Time =       0.00 sec    Generated terms =          1
               F         Terms in output =          1
                         Bytes used      =        184

    CFunction collect;

    PolyRatFun rat;
    Collect collect;

    Print "0: %t";
      Identify collect(x?) = x;
    Print "1: %t";
      Identify rat1(?a) = rat(?a);
    Print "2: %t";  * <-- Looks wrong!!
    .end
0:  + rat1(1,1 + x)*collect(rat(1,1 + x^2))
1:  + rat(1,1 + x^2)*rat1(1,1 + x)
2:  + rat(1,0)

Time =       0.00 sec    Generated terms =          1
               F         Terms in output =          1
                         Bytes used      =         48
  0.00 sec out of 0.00 sec
jodavies commented 4 years ago

It does seem to work around the problem, but extra sorting does produce many calls of prf_ratfun_normalize in which a lowfirst ordered poly is multiplied by (1)/(1) which doesn't produce incorrect results, and the poly is ordered properly for future operations.

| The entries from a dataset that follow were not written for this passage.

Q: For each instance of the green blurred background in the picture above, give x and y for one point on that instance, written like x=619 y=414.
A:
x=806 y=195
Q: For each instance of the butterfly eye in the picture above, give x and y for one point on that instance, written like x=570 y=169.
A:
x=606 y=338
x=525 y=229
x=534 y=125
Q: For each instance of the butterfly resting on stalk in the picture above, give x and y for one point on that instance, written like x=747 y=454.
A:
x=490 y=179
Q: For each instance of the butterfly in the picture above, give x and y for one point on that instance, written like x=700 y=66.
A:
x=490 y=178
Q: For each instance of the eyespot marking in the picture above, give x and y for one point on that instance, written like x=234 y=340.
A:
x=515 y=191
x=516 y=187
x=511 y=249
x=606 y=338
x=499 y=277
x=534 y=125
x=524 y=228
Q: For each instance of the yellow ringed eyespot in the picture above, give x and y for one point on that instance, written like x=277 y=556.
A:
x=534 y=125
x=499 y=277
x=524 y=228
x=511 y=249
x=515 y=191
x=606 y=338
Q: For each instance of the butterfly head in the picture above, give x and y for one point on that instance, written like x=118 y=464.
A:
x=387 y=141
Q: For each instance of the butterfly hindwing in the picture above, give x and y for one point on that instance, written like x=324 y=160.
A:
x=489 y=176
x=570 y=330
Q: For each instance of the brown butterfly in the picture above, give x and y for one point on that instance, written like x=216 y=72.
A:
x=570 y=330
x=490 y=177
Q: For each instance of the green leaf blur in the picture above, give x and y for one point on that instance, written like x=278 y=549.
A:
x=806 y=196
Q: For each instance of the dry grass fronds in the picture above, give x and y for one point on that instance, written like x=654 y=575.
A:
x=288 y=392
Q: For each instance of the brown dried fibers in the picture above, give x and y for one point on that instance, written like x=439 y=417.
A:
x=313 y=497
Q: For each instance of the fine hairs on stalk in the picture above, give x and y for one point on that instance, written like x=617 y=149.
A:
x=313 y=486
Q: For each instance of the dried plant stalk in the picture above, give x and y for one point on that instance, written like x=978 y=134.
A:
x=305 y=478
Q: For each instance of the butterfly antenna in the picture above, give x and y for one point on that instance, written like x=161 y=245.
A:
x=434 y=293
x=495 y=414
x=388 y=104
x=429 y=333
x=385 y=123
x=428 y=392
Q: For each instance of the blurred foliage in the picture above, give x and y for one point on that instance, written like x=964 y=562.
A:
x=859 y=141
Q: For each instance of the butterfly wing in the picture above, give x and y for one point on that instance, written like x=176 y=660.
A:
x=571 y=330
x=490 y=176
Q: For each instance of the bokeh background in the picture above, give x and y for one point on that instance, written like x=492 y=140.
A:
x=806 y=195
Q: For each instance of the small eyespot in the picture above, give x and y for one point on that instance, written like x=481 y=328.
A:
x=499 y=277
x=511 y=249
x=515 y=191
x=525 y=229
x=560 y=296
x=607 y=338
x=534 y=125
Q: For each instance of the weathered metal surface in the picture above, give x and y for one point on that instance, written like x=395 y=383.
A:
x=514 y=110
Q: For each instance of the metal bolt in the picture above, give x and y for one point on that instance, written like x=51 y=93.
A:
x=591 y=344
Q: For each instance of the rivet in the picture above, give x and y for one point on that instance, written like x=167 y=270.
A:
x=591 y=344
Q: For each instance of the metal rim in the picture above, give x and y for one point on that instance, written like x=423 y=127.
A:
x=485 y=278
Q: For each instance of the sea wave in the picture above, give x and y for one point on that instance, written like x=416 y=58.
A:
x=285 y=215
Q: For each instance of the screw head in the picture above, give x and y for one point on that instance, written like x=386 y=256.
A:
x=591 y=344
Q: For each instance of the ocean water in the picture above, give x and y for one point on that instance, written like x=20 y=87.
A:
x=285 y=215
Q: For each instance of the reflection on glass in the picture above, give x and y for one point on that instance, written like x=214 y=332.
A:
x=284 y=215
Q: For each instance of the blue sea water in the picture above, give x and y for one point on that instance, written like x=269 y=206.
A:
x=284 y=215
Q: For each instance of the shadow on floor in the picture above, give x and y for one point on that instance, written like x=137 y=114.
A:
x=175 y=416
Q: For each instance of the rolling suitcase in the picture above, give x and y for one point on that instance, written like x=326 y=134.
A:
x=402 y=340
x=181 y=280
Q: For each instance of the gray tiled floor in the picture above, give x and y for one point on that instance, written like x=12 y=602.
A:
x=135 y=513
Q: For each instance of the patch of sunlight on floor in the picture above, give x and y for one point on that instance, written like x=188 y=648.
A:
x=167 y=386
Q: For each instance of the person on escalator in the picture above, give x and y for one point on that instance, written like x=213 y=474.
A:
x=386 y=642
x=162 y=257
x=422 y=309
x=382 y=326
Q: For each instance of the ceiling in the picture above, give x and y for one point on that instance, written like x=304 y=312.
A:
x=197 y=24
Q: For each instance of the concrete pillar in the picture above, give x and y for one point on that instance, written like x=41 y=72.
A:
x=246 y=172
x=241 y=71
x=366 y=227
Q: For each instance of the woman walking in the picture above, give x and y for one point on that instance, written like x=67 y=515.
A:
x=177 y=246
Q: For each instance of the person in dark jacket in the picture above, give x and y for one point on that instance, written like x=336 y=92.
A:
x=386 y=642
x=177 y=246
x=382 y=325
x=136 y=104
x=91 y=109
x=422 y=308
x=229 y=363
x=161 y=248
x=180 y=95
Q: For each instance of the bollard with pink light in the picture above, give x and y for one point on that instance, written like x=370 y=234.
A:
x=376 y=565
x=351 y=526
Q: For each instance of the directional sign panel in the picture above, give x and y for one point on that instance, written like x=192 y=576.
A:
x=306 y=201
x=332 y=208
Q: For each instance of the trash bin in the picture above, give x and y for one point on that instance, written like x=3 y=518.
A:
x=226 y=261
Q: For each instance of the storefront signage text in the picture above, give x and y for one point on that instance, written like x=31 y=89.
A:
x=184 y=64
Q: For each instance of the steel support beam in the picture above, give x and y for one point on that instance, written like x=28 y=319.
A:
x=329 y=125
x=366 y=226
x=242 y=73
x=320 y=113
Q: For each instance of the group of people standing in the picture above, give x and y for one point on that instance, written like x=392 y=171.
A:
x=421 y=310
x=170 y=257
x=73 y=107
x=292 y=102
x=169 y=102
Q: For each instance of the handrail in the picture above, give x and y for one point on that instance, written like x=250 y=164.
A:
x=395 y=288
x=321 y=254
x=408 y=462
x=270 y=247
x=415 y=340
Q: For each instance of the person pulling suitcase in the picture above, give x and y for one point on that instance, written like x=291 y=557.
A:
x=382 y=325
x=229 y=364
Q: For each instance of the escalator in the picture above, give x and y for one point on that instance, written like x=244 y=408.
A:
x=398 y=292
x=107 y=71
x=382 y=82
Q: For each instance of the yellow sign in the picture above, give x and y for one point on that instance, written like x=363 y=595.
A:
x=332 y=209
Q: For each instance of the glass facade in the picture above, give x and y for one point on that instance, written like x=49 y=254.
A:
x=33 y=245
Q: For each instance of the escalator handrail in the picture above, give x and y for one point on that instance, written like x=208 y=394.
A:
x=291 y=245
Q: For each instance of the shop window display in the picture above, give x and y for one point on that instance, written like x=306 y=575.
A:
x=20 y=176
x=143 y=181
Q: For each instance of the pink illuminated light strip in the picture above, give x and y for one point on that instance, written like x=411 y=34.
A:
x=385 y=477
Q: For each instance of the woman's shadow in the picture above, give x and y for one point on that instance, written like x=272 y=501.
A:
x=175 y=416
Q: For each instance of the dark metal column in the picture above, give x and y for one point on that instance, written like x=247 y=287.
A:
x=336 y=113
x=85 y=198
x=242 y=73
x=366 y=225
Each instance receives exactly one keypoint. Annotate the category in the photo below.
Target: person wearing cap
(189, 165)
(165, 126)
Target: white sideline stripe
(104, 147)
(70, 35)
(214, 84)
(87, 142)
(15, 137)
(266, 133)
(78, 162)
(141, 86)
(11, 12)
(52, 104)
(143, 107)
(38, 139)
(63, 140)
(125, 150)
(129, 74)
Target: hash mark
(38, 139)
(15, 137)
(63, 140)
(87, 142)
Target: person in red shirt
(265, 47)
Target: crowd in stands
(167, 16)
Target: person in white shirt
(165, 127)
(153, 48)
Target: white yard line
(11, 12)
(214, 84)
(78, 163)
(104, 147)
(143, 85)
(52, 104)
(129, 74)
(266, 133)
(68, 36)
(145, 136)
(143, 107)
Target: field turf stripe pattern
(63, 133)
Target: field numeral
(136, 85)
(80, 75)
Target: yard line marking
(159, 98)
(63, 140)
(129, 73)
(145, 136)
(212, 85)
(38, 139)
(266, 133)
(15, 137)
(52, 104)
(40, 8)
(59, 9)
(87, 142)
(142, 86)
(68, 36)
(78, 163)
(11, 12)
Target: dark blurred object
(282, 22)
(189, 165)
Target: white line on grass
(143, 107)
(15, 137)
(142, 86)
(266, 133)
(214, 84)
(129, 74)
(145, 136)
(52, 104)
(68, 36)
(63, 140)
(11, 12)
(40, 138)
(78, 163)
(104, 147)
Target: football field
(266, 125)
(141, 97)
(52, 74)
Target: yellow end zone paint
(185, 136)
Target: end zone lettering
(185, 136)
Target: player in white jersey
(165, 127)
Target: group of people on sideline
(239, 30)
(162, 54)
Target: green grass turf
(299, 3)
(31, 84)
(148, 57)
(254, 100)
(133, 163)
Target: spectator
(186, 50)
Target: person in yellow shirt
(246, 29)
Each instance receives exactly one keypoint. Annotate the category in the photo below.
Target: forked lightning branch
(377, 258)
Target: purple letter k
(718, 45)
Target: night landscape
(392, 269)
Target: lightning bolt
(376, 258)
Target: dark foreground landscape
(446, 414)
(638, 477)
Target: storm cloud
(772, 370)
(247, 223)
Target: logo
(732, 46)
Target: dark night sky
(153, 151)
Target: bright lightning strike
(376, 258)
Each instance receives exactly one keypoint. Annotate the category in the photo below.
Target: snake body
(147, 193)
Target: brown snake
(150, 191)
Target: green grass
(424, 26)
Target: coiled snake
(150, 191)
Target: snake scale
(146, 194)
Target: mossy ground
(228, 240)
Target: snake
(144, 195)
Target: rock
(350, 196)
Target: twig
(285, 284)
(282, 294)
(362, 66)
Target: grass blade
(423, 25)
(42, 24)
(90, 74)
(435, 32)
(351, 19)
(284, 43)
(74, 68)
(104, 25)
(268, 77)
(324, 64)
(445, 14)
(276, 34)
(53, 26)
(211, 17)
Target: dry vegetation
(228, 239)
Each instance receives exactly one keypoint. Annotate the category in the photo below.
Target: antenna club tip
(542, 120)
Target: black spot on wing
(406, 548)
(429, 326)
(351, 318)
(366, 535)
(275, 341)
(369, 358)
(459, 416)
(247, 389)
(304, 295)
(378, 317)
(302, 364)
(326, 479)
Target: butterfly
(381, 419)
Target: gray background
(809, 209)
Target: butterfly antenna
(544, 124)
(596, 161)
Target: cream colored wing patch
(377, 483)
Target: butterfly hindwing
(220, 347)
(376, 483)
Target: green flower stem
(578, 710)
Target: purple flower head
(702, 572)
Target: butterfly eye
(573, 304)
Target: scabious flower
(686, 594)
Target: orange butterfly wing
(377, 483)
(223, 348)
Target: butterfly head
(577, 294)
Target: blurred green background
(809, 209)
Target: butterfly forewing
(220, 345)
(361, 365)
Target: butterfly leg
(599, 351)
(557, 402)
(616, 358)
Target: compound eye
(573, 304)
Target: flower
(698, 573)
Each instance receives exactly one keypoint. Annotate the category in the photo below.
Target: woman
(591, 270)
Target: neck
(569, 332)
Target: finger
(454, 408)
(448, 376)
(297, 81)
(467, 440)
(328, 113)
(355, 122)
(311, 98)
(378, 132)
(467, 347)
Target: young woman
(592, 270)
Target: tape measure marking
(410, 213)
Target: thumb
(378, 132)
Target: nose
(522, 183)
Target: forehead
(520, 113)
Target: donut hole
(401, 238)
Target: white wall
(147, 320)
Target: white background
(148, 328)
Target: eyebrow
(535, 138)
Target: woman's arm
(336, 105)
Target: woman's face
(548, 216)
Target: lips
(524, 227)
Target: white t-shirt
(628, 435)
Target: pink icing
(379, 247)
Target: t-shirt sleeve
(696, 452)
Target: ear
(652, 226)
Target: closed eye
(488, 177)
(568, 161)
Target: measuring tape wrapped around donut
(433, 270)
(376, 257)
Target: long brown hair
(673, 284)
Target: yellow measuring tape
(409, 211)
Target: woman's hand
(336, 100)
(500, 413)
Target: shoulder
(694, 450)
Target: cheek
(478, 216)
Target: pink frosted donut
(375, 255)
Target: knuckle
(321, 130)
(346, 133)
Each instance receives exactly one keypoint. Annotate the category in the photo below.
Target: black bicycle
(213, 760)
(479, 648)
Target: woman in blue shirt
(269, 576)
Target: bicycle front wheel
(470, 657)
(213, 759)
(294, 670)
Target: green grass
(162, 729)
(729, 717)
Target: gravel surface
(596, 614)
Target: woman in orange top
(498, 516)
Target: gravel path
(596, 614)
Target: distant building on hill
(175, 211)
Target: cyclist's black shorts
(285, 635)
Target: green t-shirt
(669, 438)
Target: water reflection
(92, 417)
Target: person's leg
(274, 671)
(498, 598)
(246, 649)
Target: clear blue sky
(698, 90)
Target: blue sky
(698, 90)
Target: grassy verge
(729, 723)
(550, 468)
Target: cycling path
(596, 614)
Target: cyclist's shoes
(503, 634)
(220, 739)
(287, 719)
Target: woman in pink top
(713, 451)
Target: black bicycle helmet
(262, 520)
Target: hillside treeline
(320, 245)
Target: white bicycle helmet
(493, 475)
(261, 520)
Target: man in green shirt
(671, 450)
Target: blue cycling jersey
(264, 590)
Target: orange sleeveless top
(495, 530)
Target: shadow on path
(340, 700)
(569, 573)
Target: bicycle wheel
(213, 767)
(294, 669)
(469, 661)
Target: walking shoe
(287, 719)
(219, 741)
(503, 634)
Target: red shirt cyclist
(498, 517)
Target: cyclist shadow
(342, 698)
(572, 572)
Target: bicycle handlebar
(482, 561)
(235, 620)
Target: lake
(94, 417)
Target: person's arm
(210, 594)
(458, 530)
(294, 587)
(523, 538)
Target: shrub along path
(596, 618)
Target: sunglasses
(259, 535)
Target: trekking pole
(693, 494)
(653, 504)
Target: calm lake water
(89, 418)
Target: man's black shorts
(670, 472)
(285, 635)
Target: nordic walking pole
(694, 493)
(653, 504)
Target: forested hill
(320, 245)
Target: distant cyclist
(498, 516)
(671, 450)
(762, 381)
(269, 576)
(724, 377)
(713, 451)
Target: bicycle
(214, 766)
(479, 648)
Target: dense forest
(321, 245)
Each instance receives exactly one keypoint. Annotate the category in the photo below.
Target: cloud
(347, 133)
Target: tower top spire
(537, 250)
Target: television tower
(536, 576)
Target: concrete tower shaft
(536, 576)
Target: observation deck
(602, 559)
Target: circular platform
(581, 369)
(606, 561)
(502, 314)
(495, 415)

Edit: Of course the other way to work around this is to use On highfirst;...

vermaseren commented 3 years ago

The problem here is that when you declare rat to be a polyratfun, your occurrence of rat is hidden inside the function collect. Inside function arguments polyfun's and polyratfun's are not recognised as such. Hence rat is still seen as a regular function and its arguments are 'clean'. The statement id collect(x?) = x; does not touch the contents of rat and hence rat is still seen as clean. It would be quite messy to try to change that and make the program a bit slower in general. For constructs like this you can insert an extra statement id rat(?a) = rat(?a); after the id collect(x?) = x; That solves the problem by forcing Form to put a dirty flag there and redoing the rat function.

tueda commented 4 months ago

For constructs like this you can insert an extra statement id rat(?a) = rat(?a); after the id collect(x?) = x; That solves the problem by forcing Form to put a dirty flag there and redoing the rat function.

Inserting the following code before id collect(x?) = x; may be another option:

argument collect;
  argument rat;
  endargument;
endargument;

in which rat functions at the ground level are not manipulated.